The defining moment had come in May, when he rode Im Spartacus in a Derby trial at Leopardstown. The favourite was one of the Ballydoyle horses he had surrendered to Kieren Fallon. Jamie trapped Fallon on the rail and then got the better of Michael Kinane in the finish. This was outrageous stuff from a man who now had to rely on horses like this one, from a tiny stable of broken-down misfits. the butterfly had finally emerged from its chrysalis.

How well have I got to know the new champion jockey? Well, of course I have, but it is more complex than that. Jamie can be quite remote: we talk several times a day, yet I doubt he knows how many children I have. It would perhaps be better, however, to describe him as detached. I have been intimate with his every frustration, every affront - and they are frequent, even for a champion - and the equable way he deals with them. In the saddle, however, he is always passionate, aflame.

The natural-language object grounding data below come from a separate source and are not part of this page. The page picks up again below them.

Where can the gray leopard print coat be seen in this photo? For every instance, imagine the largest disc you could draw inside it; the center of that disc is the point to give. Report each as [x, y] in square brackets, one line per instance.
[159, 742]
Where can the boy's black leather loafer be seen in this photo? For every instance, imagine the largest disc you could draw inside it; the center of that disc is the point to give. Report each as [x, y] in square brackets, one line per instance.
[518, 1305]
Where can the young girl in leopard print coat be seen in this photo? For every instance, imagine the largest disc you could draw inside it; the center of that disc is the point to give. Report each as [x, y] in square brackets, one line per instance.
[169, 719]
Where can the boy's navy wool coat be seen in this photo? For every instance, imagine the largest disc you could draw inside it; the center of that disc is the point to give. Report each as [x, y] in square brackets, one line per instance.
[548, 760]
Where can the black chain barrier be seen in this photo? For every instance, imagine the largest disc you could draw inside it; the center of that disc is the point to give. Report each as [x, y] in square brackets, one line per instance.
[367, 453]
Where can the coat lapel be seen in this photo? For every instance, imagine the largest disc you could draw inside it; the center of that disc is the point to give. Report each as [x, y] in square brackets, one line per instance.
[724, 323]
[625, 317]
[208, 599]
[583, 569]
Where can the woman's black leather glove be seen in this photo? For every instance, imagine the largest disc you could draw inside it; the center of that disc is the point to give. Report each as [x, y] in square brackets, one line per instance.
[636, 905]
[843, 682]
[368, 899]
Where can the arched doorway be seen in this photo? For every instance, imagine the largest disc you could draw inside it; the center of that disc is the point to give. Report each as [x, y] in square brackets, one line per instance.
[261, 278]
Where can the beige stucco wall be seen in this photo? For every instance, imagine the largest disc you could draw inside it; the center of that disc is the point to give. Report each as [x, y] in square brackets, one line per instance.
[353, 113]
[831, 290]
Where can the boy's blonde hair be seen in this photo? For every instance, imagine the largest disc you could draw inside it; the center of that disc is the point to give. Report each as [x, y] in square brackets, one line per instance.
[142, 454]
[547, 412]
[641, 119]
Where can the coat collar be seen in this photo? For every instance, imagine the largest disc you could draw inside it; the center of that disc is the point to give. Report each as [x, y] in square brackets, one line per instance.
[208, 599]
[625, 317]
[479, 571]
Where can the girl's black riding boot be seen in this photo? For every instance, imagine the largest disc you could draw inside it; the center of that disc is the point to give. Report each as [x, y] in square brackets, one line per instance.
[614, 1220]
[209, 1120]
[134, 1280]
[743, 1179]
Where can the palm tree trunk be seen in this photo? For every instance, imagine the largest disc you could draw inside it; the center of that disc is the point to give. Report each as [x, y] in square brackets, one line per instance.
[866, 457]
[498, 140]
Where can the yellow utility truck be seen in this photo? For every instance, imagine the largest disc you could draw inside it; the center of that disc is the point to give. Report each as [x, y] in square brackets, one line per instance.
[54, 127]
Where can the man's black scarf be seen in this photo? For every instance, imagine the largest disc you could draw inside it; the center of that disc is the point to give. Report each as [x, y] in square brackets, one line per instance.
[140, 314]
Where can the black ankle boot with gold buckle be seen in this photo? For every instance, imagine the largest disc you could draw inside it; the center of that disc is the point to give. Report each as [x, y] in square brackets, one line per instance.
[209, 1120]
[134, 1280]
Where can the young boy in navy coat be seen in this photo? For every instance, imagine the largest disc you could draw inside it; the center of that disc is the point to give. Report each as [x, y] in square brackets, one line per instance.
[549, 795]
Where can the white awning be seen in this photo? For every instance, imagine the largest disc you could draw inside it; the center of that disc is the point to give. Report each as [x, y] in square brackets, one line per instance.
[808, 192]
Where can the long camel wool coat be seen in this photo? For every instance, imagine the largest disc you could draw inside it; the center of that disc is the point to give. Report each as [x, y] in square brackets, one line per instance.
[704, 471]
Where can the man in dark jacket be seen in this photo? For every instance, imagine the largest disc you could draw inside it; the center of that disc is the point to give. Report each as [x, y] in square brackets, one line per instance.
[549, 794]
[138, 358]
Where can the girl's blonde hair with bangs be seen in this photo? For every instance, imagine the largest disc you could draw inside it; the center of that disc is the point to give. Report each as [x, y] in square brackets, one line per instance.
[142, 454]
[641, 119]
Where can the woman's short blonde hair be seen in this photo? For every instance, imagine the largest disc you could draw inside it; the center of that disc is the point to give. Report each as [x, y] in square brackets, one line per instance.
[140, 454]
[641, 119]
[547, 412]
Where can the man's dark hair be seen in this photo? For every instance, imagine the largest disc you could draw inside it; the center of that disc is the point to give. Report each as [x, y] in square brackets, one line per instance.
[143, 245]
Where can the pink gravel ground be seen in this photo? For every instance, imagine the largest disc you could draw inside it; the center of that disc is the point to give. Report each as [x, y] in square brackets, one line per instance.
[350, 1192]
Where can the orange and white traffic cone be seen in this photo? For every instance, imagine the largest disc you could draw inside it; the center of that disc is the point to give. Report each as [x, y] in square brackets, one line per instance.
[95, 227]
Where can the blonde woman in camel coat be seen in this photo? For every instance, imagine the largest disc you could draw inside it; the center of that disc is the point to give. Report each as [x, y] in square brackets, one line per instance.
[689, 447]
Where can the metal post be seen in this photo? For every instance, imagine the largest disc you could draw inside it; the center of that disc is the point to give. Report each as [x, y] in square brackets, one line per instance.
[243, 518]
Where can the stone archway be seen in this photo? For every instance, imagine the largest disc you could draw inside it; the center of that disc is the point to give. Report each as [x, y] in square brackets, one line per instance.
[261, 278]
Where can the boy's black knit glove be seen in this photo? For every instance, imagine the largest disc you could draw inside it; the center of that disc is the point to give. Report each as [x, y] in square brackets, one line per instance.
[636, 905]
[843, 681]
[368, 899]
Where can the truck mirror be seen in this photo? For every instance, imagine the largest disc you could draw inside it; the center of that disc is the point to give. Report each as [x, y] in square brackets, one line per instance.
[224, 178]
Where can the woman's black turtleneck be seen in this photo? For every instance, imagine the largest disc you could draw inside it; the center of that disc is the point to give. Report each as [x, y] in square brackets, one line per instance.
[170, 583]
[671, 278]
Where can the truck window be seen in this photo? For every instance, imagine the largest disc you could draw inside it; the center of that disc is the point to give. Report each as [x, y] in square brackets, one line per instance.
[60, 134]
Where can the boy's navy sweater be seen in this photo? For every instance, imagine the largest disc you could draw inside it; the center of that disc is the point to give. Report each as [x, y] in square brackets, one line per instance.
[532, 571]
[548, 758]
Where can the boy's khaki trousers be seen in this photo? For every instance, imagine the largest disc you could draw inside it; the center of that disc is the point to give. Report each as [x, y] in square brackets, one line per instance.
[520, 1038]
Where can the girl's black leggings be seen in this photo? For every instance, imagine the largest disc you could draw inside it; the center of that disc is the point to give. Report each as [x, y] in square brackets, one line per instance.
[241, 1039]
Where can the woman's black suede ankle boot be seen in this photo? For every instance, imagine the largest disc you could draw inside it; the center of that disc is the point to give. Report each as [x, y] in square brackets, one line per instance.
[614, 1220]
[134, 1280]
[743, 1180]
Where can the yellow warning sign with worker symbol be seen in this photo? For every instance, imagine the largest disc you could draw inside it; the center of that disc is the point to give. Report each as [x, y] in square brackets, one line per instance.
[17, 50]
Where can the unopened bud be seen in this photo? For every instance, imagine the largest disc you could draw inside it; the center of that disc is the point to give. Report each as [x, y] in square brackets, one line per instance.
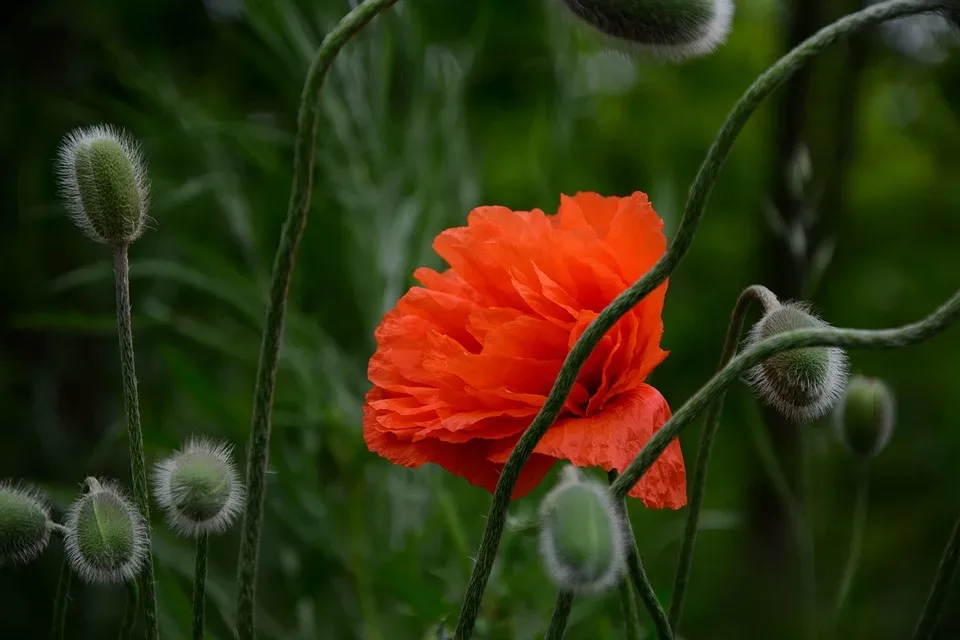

To many eyes, last autumn he seemed a petrified talent. It has been a privilege, at close quarters, to see him again suffused with energy and inspiration, to see his lethal riding instincts restored and sharpened. Seldom is the narrative of redemption so cogent. Jamie does not get an extra penny for winning the title. That is precisely what it is - a title. In these laurels, however, he has found priceless vindication.

Spencer - in and out of the saddle

* 1980 Born 8 June in Co Tipperary, the son of Enid and George Spencer, who trained Winning Fair to win the 1963 Champion Hurdle.

* May 1996 Rides first winner as an apprentice at Downpatrick.

* 1998 Wins the Irish 1,000 Guineas on Tarascon when still an apprentice

* 1998 Leaves Ireland for Newmarket, where he joins the noted trainer/gambler Barney Curley. Rides first winner in Britain at Wolverhampton

* 2000 to 2002 Rides for Luca Cumani and partners the trainer's Endless Hall to victory in Singapore Cup and Gossamer in Irish 1,000 Guineas.

* 2003 Rides as second jockey to Godolphin and Ballydoyle

* 2004 First jockey at Ballydoyle when Europe's No 1 stable endures a poor year

* February 2005 marries Emma Ramsden, the daughter of the trainer Lynda and gambler Jack.